The statistics of “Visual Capitalist” illustrate what is happening in Europe and show which countries suffer the most from inflation, and which countries maintain financial balance.

The worst situation is in Turkey, where in the last period the value of money is decreasing alarmingly. The inflation rate there reached 88.5 percent, and in the next country on the list, according to this indicator, inflation is three times lower. We are talking about Ukraine where inflation, for obvious reasons, reached 26.6%. Fuel prices there, for example, have seen an increase of over 90% this year compared to last, and so, if a liter of gasoline in 2021 was sold at a price of about 25-27 hryvnias, today it has jumped to 50-55 hryvnias.

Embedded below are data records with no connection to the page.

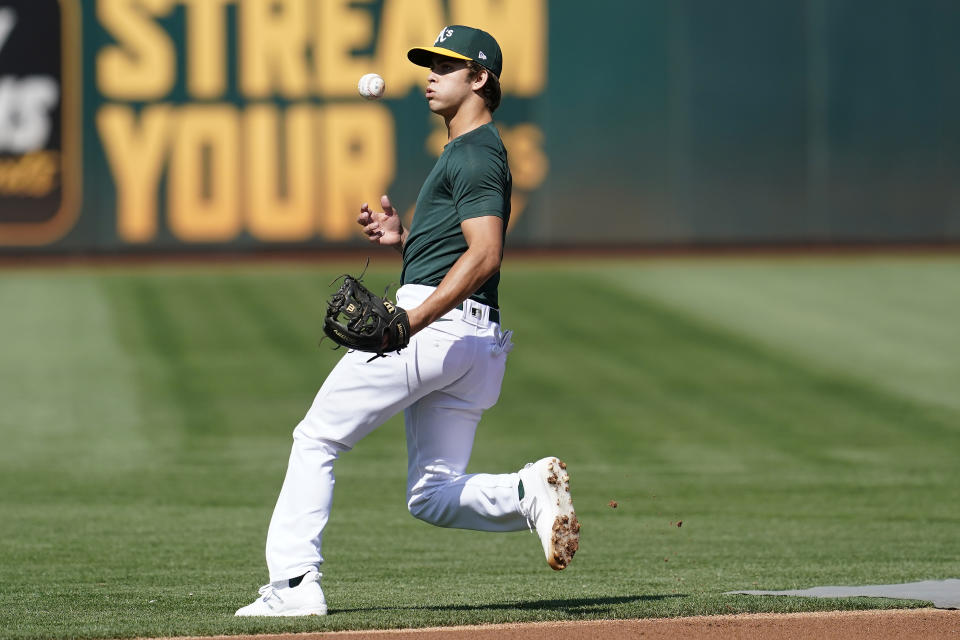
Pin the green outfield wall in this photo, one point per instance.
(131, 125)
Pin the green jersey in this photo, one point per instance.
(470, 179)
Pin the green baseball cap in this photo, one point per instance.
(463, 43)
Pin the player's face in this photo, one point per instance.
(448, 85)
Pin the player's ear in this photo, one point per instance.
(482, 76)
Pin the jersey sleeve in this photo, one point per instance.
(480, 183)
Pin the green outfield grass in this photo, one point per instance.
(799, 416)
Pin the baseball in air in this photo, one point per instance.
(371, 86)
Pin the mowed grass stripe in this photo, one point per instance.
(785, 469)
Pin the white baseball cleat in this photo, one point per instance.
(280, 599)
(549, 510)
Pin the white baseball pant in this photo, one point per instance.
(443, 381)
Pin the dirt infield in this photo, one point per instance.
(838, 625)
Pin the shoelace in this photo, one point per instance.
(268, 591)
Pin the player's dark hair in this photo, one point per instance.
(490, 91)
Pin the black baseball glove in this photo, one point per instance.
(358, 319)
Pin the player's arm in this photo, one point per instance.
(383, 227)
(484, 236)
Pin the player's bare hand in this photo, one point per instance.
(381, 227)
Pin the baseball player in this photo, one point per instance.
(452, 369)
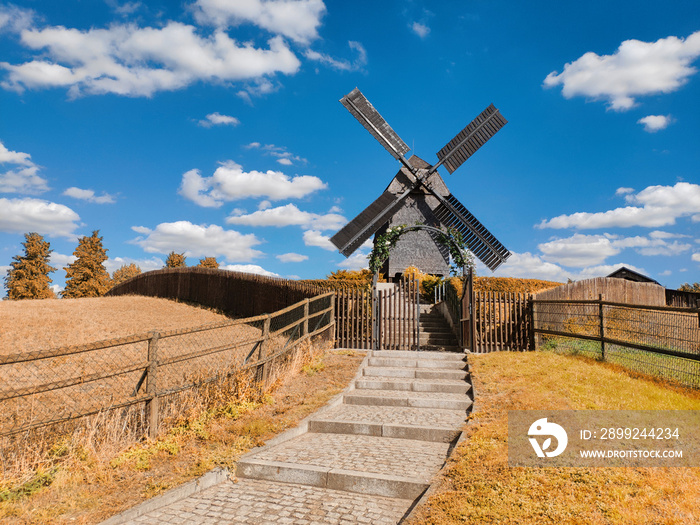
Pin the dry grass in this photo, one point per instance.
(86, 478)
(48, 323)
(478, 486)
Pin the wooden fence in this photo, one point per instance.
(500, 321)
(47, 387)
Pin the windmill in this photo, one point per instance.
(418, 194)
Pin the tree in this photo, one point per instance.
(687, 287)
(208, 262)
(28, 276)
(124, 273)
(175, 260)
(87, 276)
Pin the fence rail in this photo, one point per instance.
(655, 340)
(64, 384)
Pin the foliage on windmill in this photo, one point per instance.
(419, 195)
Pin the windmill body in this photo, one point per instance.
(418, 194)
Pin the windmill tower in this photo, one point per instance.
(417, 194)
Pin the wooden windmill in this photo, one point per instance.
(418, 194)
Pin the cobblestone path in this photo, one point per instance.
(366, 458)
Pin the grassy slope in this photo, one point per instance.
(477, 486)
(39, 324)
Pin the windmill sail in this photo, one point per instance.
(480, 241)
(361, 108)
(470, 139)
(367, 223)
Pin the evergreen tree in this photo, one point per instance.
(124, 273)
(28, 276)
(208, 262)
(87, 276)
(175, 260)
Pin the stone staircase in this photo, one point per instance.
(391, 432)
(435, 332)
(367, 457)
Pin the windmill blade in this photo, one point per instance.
(361, 108)
(362, 227)
(480, 241)
(470, 139)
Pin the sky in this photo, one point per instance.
(213, 128)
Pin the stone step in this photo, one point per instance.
(354, 463)
(403, 398)
(412, 354)
(396, 362)
(417, 373)
(439, 425)
(414, 385)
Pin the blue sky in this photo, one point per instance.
(213, 127)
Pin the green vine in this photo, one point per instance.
(460, 256)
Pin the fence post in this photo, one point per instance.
(305, 326)
(152, 414)
(601, 298)
(533, 323)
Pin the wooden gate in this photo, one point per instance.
(500, 321)
(397, 313)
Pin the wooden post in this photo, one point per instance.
(601, 298)
(151, 386)
(533, 322)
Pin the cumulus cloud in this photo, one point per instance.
(289, 215)
(341, 64)
(654, 123)
(217, 119)
(196, 240)
(35, 215)
(229, 182)
(421, 30)
(316, 238)
(133, 61)
(292, 257)
(297, 20)
(659, 206)
(635, 69)
(579, 250)
(89, 195)
(23, 177)
(249, 268)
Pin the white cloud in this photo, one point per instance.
(654, 123)
(292, 257)
(230, 183)
(35, 215)
(289, 215)
(249, 268)
(23, 178)
(295, 19)
(420, 29)
(198, 241)
(316, 238)
(146, 265)
(357, 261)
(579, 250)
(89, 195)
(217, 119)
(357, 64)
(133, 61)
(660, 206)
(635, 69)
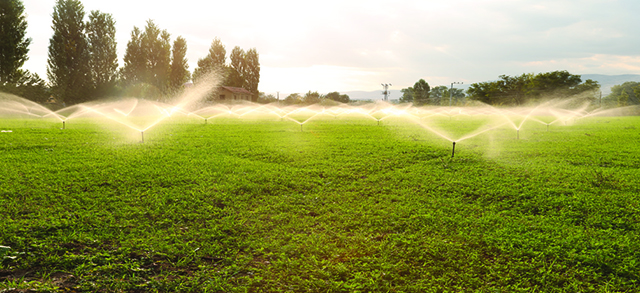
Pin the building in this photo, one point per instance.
(229, 93)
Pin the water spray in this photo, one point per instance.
(453, 150)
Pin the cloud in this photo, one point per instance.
(333, 44)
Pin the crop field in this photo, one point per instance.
(346, 204)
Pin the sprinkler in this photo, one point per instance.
(453, 150)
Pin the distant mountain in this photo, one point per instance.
(605, 81)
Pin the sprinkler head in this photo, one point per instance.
(453, 150)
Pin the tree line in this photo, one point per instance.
(306, 99)
(507, 90)
(625, 94)
(82, 62)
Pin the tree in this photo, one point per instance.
(134, 60)
(292, 99)
(68, 62)
(14, 46)
(627, 93)
(251, 72)
(521, 89)
(215, 60)
(236, 78)
(265, 99)
(156, 47)
(421, 92)
(148, 59)
(439, 94)
(31, 87)
(407, 95)
(336, 96)
(103, 60)
(623, 99)
(179, 67)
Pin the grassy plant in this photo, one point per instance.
(345, 205)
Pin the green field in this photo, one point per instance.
(343, 206)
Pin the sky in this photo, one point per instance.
(357, 45)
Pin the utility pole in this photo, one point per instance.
(451, 90)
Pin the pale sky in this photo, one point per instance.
(352, 45)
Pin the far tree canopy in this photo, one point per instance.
(625, 94)
(517, 90)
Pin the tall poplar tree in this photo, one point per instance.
(251, 73)
(134, 60)
(236, 71)
(14, 45)
(68, 62)
(103, 61)
(179, 67)
(148, 58)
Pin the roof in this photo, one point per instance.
(238, 90)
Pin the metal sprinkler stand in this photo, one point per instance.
(453, 151)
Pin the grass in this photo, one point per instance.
(343, 206)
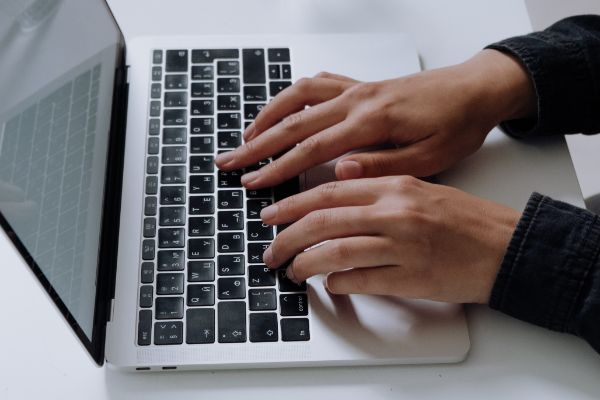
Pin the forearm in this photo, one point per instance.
(550, 275)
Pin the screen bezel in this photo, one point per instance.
(109, 231)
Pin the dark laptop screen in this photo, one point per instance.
(57, 71)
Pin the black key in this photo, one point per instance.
(255, 252)
(150, 206)
(202, 144)
(166, 333)
(157, 56)
(228, 68)
(169, 284)
(202, 205)
(175, 117)
(203, 72)
(200, 326)
(200, 184)
(258, 193)
(209, 55)
(149, 227)
(279, 55)
(147, 273)
(152, 165)
(201, 226)
(276, 87)
(202, 126)
(230, 242)
(254, 65)
(228, 102)
(155, 91)
(172, 216)
(255, 93)
(146, 296)
(156, 74)
(171, 195)
(153, 145)
(148, 249)
(255, 207)
(262, 299)
(263, 327)
(169, 308)
(175, 99)
(202, 164)
(172, 174)
(151, 185)
(177, 60)
(230, 199)
(252, 110)
(228, 85)
(202, 107)
(171, 260)
(232, 321)
(201, 271)
(294, 329)
(286, 285)
(171, 237)
(202, 89)
(154, 127)
(174, 155)
(259, 231)
(145, 327)
(274, 71)
(230, 179)
(155, 108)
(260, 275)
(230, 220)
(231, 288)
(176, 82)
(201, 295)
(201, 248)
(293, 304)
(231, 264)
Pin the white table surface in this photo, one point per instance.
(41, 358)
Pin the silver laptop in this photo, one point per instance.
(109, 191)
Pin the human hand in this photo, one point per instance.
(393, 236)
(435, 119)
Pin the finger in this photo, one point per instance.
(384, 280)
(305, 92)
(341, 254)
(317, 227)
(293, 129)
(410, 160)
(314, 150)
(329, 195)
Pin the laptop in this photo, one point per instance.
(109, 191)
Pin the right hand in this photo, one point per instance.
(434, 118)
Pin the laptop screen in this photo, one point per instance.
(57, 73)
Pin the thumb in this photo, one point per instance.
(401, 161)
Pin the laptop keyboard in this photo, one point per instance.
(202, 278)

Ukraine is followed immediately by Lithuania (23.6%), Estonia (22.5%), Latvia (21.8%) and Hungary (21.1%). These are the countries where inflation is far above the European average and hovers around 10%.

Of course, there are also good examples below or around these percentages, although very few. We are talking about Denmark and Portugal (10.1%), as well as Norway (7.5) and the absolute champion France – 6.2%. Italy and Austria are close to the European average with 11.8% and 11% respectively.

Macedonia, on the other hand, according to the inflation rate, is at the top of the list compared to the countries of the region. In our country, as reported by the State Statistics Office, the inflation rate, measured by the increase in the cost of living, was 19.8 percent in October compared to the same month last year.

The countries in the region look better on the inflation map. In Bulgaria it is 18%, Romania can “boast” with 15.3%, Greece – between 5 and 10%, in Serbia it is about 15%, Croatia – 13.5.